Except in one respect, and here I find myself qualifying my assessment of Hofstadter’s qualifications. Even if his disavowal of any use of paranoia in a clinical sense seemed to have little restraining effect upon the gist of his argument, it did manifest itself in the terminology. Alfred is right in his post when he points to “style” as the crucial and overlooked component of Hofstadter’s coinage; for obvious reasons, virtually all attention is directed to “paranoia.” But it is significant that Hofstadter did not call his essay “The Paranoid Mentality in American Politics”; instead the appeal to the notion of paranoia is modified and tempered by its linkage to the notion of “style.” From a historical perspective, this needs to be more closely investigated. Alfred and I discussed the possibility that the coinage could be traced back to Ludwik Fleck’s notion of a Denkstil. Perhaps, though I suspect there would have to be intermediate steps in such a transfer. Furthermore, other political scientists such as Daniel Bell were also invoking the term frequently in the 1950s.

 

Whatever its precise provenance, “style” has now gone somewhat out of “style” as a sociological concept – at least that is my feeling.
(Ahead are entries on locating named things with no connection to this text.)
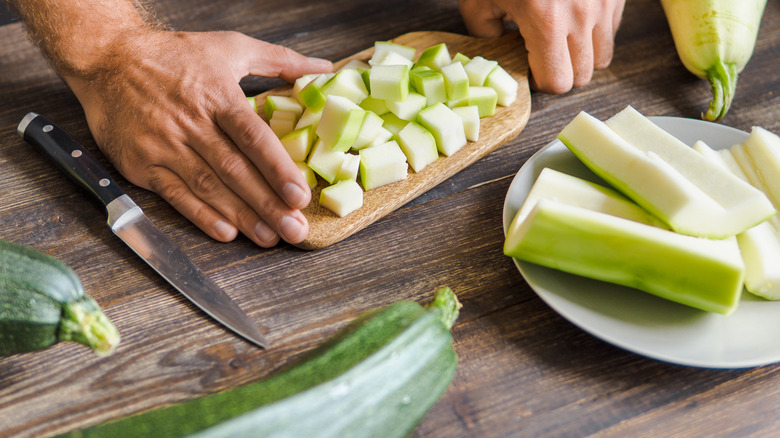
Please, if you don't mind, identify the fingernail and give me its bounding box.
[279,216,303,243]
[214,220,238,240]
[282,183,308,208]
[255,221,276,243]
[309,56,333,70]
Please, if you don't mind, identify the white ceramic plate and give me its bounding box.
[503,117,780,368]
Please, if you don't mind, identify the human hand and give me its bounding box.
[65,29,332,247]
[459,0,625,94]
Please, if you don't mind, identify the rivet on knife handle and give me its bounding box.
[17,113,268,348]
[17,113,124,207]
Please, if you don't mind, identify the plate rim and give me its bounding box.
[502,116,780,369]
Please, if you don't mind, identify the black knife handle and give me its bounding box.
[17,112,124,206]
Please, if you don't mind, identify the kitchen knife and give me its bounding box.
[17,112,268,348]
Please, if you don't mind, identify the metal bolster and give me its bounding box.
[16,112,38,138]
[106,195,144,230]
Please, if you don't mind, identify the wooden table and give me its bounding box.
[0,0,780,438]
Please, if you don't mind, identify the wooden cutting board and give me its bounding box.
[256,32,531,250]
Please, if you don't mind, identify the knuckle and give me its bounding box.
[190,169,221,194]
[219,153,248,182]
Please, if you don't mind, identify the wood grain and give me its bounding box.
[257,31,531,250]
[0,0,780,438]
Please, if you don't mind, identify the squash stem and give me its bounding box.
[426,287,463,329]
[704,61,738,121]
[58,295,119,356]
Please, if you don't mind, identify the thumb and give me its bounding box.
[232,35,333,82]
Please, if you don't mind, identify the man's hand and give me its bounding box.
[459,0,625,94]
[66,28,332,247]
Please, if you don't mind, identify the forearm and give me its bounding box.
[8,0,154,82]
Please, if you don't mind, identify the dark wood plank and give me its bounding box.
[0,0,780,437]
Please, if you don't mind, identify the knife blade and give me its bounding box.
[17,112,268,348]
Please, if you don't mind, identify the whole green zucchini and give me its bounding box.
[661,0,766,120]
[62,288,460,438]
[0,240,119,356]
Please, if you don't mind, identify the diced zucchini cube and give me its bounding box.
[339,59,371,70]
[359,140,409,190]
[319,180,363,217]
[280,126,314,162]
[452,52,471,65]
[385,91,428,120]
[485,65,519,106]
[292,73,319,106]
[295,108,322,131]
[263,95,303,120]
[368,52,414,68]
[441,62,469,100]
[268,110,299,138]
[362,127,394,150]
[334,154,360,182]
[417,103,466,157]
[369,65,409,100]
[414,43,452,71]
[466,87,498,118]
[306,140,347,184]
[246,96,257,112]
[317,95,366,152]
[452,105,479,141]
[398,122,439,172]
[295,162,317,189]
[368,41,417,64]
[360,96,390,116]
[352,111,384,150]
[380,113,412,137]
[322,68,368,104]
[409,67,447,105]
[463,56,498,87]
[297,74,333,111]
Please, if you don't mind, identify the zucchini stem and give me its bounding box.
[703,61,738,121]
[426,287,463,330]
[57,295,119,356]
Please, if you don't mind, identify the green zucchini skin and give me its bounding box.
[66,288,459,438]
[0,240,119,356]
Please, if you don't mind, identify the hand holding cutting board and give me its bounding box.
[6,0,623,247]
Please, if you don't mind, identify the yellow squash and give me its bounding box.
[661,0,766,120]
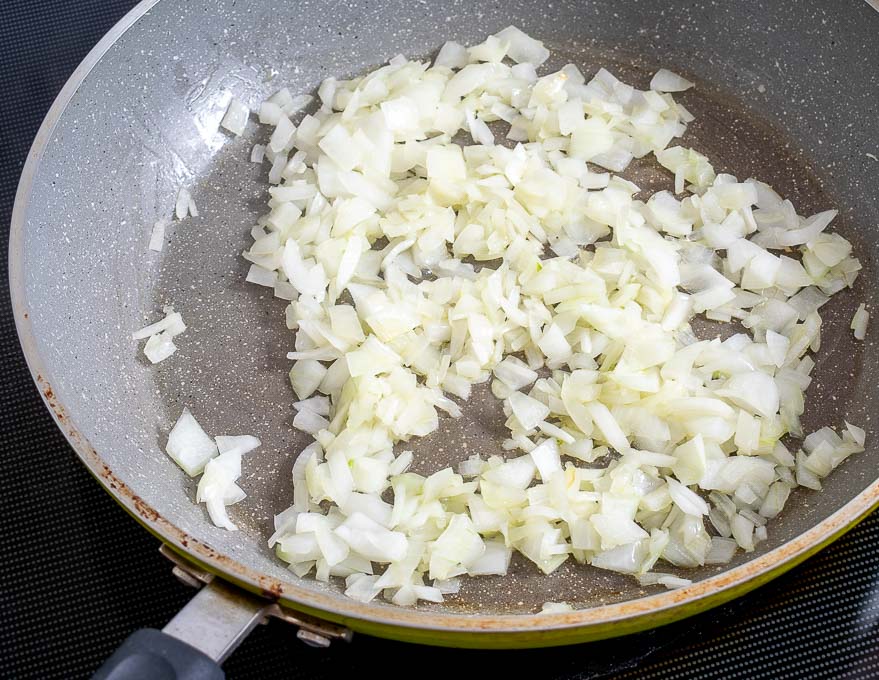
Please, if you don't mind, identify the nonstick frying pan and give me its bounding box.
[10,0,879,677]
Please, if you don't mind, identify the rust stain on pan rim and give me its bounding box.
[9,0,879,641]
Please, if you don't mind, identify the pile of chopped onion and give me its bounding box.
[244,27,865,611]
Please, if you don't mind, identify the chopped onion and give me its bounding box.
[223,27,866,611]
[220,97,250,137]
[851,302,870,340]
[149,220,168,252]
[165,408,218,477]
[650,68,693,92]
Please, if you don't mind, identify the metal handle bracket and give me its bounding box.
[159,544,353,663]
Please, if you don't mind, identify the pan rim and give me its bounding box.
[9,0,879,637]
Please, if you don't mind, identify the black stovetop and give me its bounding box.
[0,0,879,680]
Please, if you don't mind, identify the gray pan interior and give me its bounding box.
[12,0,879,628]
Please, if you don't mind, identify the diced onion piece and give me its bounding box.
[220,97,250,137]
[851,302,870,340]
[149,220,168,252]
[165,408,217,477]
[650,68,693,92]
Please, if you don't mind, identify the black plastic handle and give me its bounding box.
[92,628,226,680]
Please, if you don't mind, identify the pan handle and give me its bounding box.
[93,579,275,680]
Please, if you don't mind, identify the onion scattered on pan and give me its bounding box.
[131,307,186,364]
[852,303,870,340]
[239,27,866,611]
[165,409,261,531]
[220,97,250,137]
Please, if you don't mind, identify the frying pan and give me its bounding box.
[10,0,879,677]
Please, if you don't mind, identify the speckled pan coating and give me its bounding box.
[10,0,879,644]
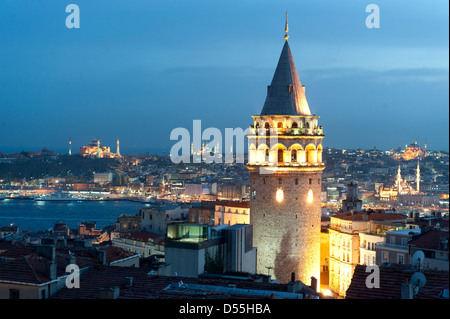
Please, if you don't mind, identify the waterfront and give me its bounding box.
[0,199,146,231]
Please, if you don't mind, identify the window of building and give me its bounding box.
[291,150,297,162]
[381,251,389,263]
[9,289,20,299]
[278,149,284,163]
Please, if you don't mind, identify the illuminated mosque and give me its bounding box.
[80,139,121,158]
[392,139,427,161]
[377,159,421,201]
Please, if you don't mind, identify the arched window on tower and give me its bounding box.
[278,149,284,163]
[291,150,297,162]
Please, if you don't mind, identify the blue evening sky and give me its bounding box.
[0,0,449,153]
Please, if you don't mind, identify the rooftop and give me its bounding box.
[346,264,449,299]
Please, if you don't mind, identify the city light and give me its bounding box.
[275,188,284,203]
[306,189,314,204]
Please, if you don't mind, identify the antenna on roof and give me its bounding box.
[412,250,425,270]
[411,272,427,296]
[284,12,289,40]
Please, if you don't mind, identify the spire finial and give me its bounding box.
[284,12,289,40]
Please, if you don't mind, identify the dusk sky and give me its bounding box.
[0,0,449,153]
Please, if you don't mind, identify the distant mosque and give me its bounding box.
[80,139,121,158]
[377,159,423,201]
[392,139,427,161]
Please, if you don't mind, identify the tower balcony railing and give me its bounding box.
[250,125,324,136]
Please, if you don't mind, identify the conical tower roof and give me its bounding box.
[261,40,311,115]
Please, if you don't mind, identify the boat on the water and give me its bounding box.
[34,190,86,202]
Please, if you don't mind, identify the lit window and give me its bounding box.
[275,188,284,203]
[306,189,314,204]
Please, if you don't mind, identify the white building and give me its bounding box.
[139,204,189,235]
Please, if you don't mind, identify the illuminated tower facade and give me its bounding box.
[416,158,420,193]
[247,19,325,285]
[423,139,427,158]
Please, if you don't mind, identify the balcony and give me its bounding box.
[376,243,408,252]
[249,125,324,137]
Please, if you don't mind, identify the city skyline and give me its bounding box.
[0,0,448,153]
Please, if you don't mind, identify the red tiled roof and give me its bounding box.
[100,246,136,263]
[346,264,449,299]
[0,256,50,284]
[408,230,448,252]
[53,266,296,299]
[330,212,407,221]
[216,200,250,208]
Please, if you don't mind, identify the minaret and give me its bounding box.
[416,158,420,193]
[423,138,427,158]
[396,163,402,194]
[247,14,325,285]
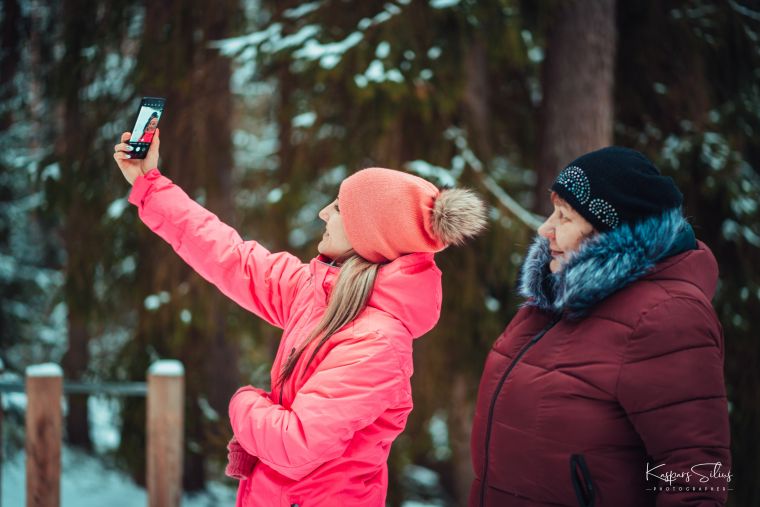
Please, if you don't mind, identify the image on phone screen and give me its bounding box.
[128,97,166,158]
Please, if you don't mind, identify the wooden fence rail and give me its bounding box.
[0,360,185,507]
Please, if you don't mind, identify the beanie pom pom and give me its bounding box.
[432,188,486,245]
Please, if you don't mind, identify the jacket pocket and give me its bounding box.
[570,454,596,507]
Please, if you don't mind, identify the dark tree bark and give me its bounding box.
[122,0,240,491]
[534,0,616,214]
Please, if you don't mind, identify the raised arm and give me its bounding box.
[129,169,309,328]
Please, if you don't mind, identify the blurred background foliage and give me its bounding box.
[0,0,760,505]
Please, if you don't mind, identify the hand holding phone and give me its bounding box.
[113,97,165,185]
[128,97,166,158]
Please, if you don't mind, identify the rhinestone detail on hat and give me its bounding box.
[557,165,591,204]
[588,197,620,229]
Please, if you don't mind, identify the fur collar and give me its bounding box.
[519,208,696,318]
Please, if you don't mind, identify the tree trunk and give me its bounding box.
[534,0,617,214]
[125,0,240,491]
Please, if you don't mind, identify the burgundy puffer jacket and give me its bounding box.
[470,211,733,507]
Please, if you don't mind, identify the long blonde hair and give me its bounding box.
[278,252,380,386]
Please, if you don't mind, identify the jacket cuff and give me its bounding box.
[128,167,161,208]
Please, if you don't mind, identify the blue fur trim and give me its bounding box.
[519,208,693,318]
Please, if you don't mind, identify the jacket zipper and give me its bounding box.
[480,315,562,507]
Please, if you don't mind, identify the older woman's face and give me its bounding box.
[317,199,352,262]
[538,192,594,273]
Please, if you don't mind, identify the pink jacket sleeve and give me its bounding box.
[229,335,409,480]
[129,169,308,328]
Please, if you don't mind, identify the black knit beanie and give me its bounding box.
[552,146,683,231]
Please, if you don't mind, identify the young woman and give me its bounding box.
[470,147,731,507]
[114,130,485,506]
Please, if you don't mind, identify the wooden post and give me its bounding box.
[146,361,185,507]
[26,363,63,507]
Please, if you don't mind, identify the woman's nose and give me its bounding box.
[538,218,554,239]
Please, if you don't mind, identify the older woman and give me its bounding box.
[470,147,731,507]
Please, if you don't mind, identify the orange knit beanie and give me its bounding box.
[338,167,485,263]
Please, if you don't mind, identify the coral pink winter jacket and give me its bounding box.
[129,169,441,507]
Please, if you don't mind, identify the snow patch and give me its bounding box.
[148,359,185,377]
[26,363,63,377]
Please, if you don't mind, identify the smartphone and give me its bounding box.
[127,97,166,158]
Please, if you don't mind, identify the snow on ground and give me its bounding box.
[0,446,237,507]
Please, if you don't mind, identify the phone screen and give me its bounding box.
[128,97,166,158]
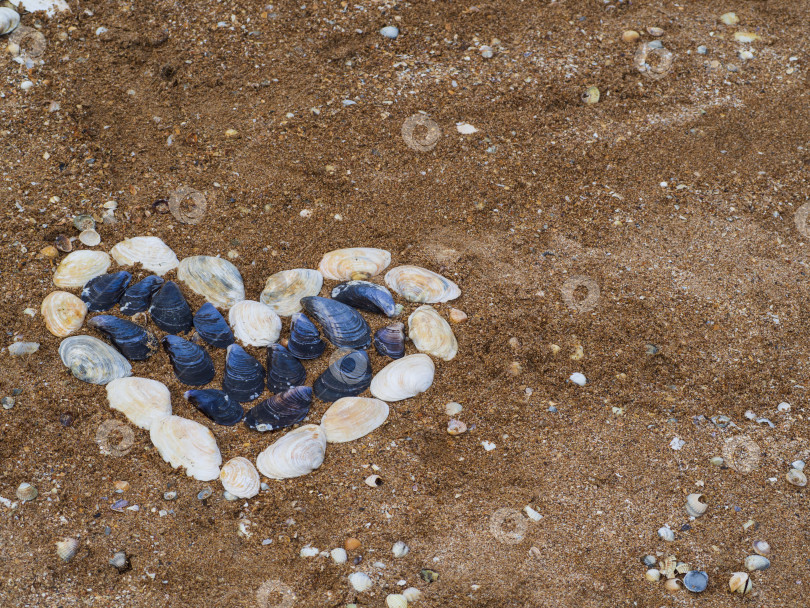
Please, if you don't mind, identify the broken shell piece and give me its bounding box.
[149,416,222,481]
[40,291,87,338]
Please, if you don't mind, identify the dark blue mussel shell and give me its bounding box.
[194,302,235,348]
[312,350,372,403]
[287,312,326,359]
[267,344,307,393]
[222,344,264,403]
[301,296,371,349]
[373,323,405,359]
[87,315,160,361]
[81,270,132,312]
[118,274,163,316]
[332,281,397,317]
[163,334,216,386]
[183,388,245,426]
[149,281,193,334]
[245,386,312,432]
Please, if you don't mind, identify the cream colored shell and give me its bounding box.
[408,304,458,361]
[318,247,391,281]
[149,416,222,481]
[40,291,87,338]
[107,377,172,431]
[110,236,179,276]
[256,424,326,479]
[53,249,112,289]
[259,268,323,317]
[321,397,388,443]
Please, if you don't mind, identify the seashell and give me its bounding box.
[332,281,398,317]
[59,336,132,384]
[686,494,709,518]
[193,302,235,348]
[259,268,323,317]
[371,353,435,402]
[287,312,326,359]
[107,376,172,431]
[312,350,372,403]
[321,397,388,443]
[149,414,222,481]
[228,300,281,346]
[318,247,391,281]
[149,281,194,334]
[256,424,326,479]
[87,315,158,361]
[385,266,461,304]
[110,236,179,276]
[301,296,371,349]
[222,344,264,403]
[177,255,245,310]
[163,334,216,386]
[728,572,753,595]
[372,323,405,359]
[183,388,245,426]
[56,538,79,562]
[267,344,307,393]
[53,249,112,289]
[745,555,771,572]
[40,291,87,338]
[118,274,163,316]
[245,386,312,433]
[408,305,458,361]
[219,456,261,498]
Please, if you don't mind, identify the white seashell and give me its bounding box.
[256,424,326,479]
[107,377,172,431]
[53,249,112,289]
[321,397,388,443]
[59,336,132,384]
[149,416,222,481]
[177,255,245,310]
[110,236,179,276]
[219,456,261,498]
[40,291,87,338]
[385,266,461,304]
[370,353,436,402]
[259,268,323,317]
[228,300,281,346]
[408,305,458,361]
[318,247,391,281]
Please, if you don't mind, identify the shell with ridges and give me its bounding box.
[40,291,87,338]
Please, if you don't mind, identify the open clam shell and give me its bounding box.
[110,236,179,276]
[219,456,261,498]
[256,424,326,479]
[87,315,159,361]
[177,255,245,310]
[59,336,132,384]
[118,274,163,316]
[321,397,388,443]
[245,386,312,433]
[371,353,436,402]
[301,296,371,349]
[318,247,391,281]
[385,266,461,304]
[53,249,112,289]
[259,268,323,317]
[228,300,281,346]
[149,416,222,481]
[40,291,87,338]
[408,305,458,361]
[163,334,216,386]
[107,376,172,431]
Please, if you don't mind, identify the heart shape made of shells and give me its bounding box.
[42,236,463,498]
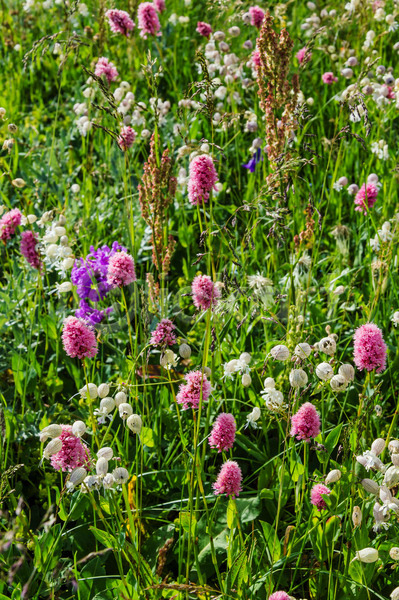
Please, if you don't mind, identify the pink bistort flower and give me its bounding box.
[353,323,387,373]
[62,317,98,359]
[248,6,265,29]
[197,21,212,38]
[150,319,176,346]
[0,208,22,242]
[187,154,218,206]
[94,56,119,83]
[105,8,135,37]
[107,251,136,287]
[191,275,220,310]
[268,592,290,600]
[50,425,90,472]
[290,402,320,442]
[209,413,236,452]
[321,71,338,85]
[137,2,161,40]
[213,460,242,498]
[20,230,42,269]
[118,125,137,152]
[310,483,331,510]
[355,183,378,215]
[176,371,212,410]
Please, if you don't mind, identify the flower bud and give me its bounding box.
[270,344,290,362]
[115,392,127,406]
[290,369,308,388]
[316,363,334,381]
[126,415,143,433]
[325,469,342,485]
[72,421,86,437]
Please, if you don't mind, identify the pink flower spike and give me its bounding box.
[118,125,137,152]
[191,275,220,310]
[248,6,265,29]
[62,317,98,359]
[213,460,242,498]
[137,2,161,40]
[0,208,22,242]
[176,371,212,410]
[310,483,331,510]
[353,323,387,373]
[50,425,90,472]
[105,8,135,37]
[150,319,176,346]
[209,413,236,452]
[196,21,212,38]
[355,183,378,215]
[107,251,136,287]
[290,402,320,442]
[20,230,42,270]
[94,56,119,83]
[322,71,338,85]
[187,154,218,206]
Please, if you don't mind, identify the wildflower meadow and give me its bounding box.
[0,0,399,600]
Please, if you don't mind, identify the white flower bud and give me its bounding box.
[325,469,342,485]
[179,344,191,359]
[100,396,115,415]
[43,438,62,458]
[316,363,334,381]
[115,392,127,406]
[66,467,87,490]
[362,479,380,495]
[96,456,108,477]
[98,383,109,398]
[241,373,252,387]
[79,383,98,400]
[72,421,86,437]
[118,402,133,420]
[294,342,312,358]
[338,363,355,382]
[290,369,308,388]
[370,438,385,456]
[353,548,378,563]
[126,415,143,433]
[112,467,129,483]
[39,423,62,443]
[270,344,290,362]
[330,375,348,392]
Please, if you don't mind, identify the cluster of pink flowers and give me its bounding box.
[248,6,265,29]
[290,402,320,442]
[187,154,218,206]
[209,413,236,452]
[50,425,90,472]
[213,460,242,498]
[197,21,212,38]
[105,8,135,37]
[94,56,119,83]
[62,317,98,359]
[310,483,331,510]
[118,125,137,152]
[137,2,161,40]
[191,275,220,310]
[107,251,136,287]
[322,71,338,85]
[176,371,212,409]
[355,183,378,215]
[150,319,176,346]
[20,230,42,269]
[0,208,22,242]
[354,323,387,373]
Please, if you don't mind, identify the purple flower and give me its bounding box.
[242,148,263,173]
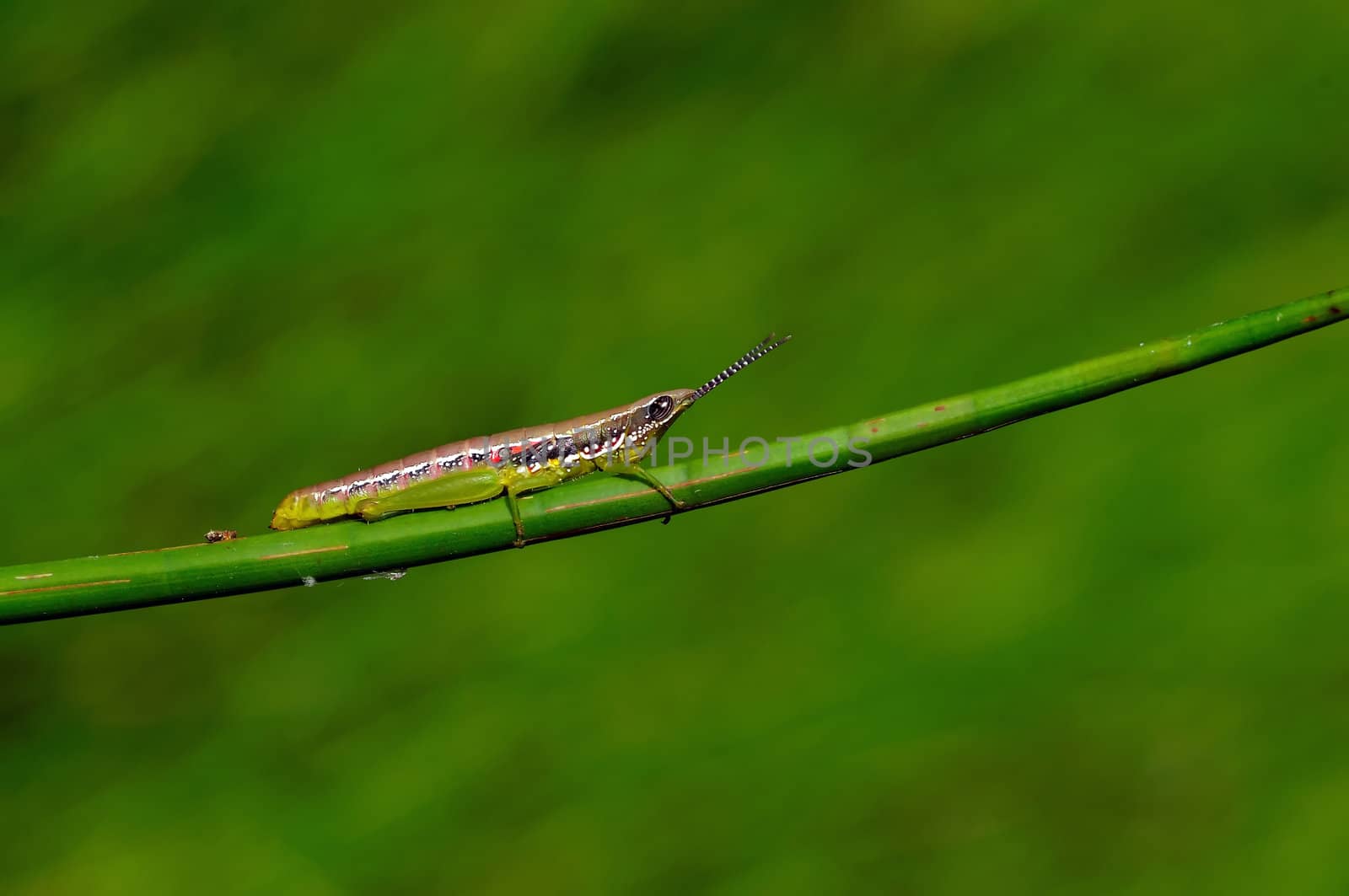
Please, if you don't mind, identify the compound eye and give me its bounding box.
[646,395,674,424]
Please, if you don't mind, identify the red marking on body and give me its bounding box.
[258,544,347,560]
[0,579,131,598]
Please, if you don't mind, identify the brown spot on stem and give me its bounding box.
[0,579,131,598]
[258,544,347,560]
[104,543,201,557]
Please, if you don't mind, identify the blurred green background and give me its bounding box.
[0,0,1349,893]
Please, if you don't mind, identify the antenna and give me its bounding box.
[691,333,792,404]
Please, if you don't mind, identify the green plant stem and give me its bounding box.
[0,289,1349,624]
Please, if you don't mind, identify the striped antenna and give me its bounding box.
[690,333,792,404]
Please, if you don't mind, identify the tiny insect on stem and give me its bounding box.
[271,333,792,546]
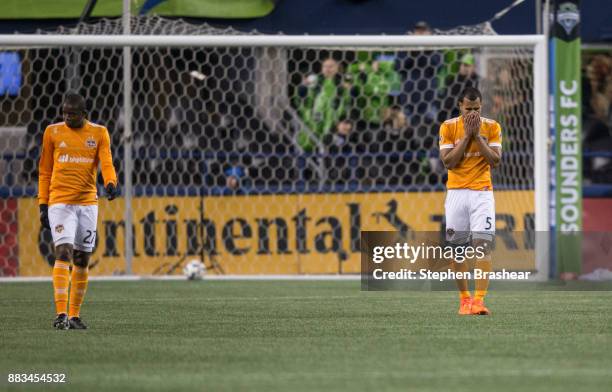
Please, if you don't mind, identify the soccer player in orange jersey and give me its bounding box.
[440,87,501,315]
[38,93,118,329]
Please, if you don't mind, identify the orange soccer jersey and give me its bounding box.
[38,121,117,205]
[440,116,501,191]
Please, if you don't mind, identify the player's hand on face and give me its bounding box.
[38,204,51,230]
[105,182,119,200]
[464,111,480,138]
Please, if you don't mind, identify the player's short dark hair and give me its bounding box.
[459,86,482,102]
[64,92,86,110]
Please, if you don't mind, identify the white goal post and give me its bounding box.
[0,34,550,280]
When Hofstadter coined the term in 1963 (the essay was actually first delivered as a talk at Oxford), it however served the purpose of capturing something precisely because its intrinsic vagueness leaves a lot open. This is the positive side. The negative side? Neither it nor the qualification Hofstadter appends to his essay were able to guard against the siren call of a crude psychologism. If one is intrigued about this notion of “paranoid style,” then the expectation that the essay will provide the precise determination of its nature is a forlorn one. But perhaps Hofstadter instinctively understood that a conceptual “meme” such as “the paranoid style” reproduces itself far more successfully if it raises questions rather than answers them.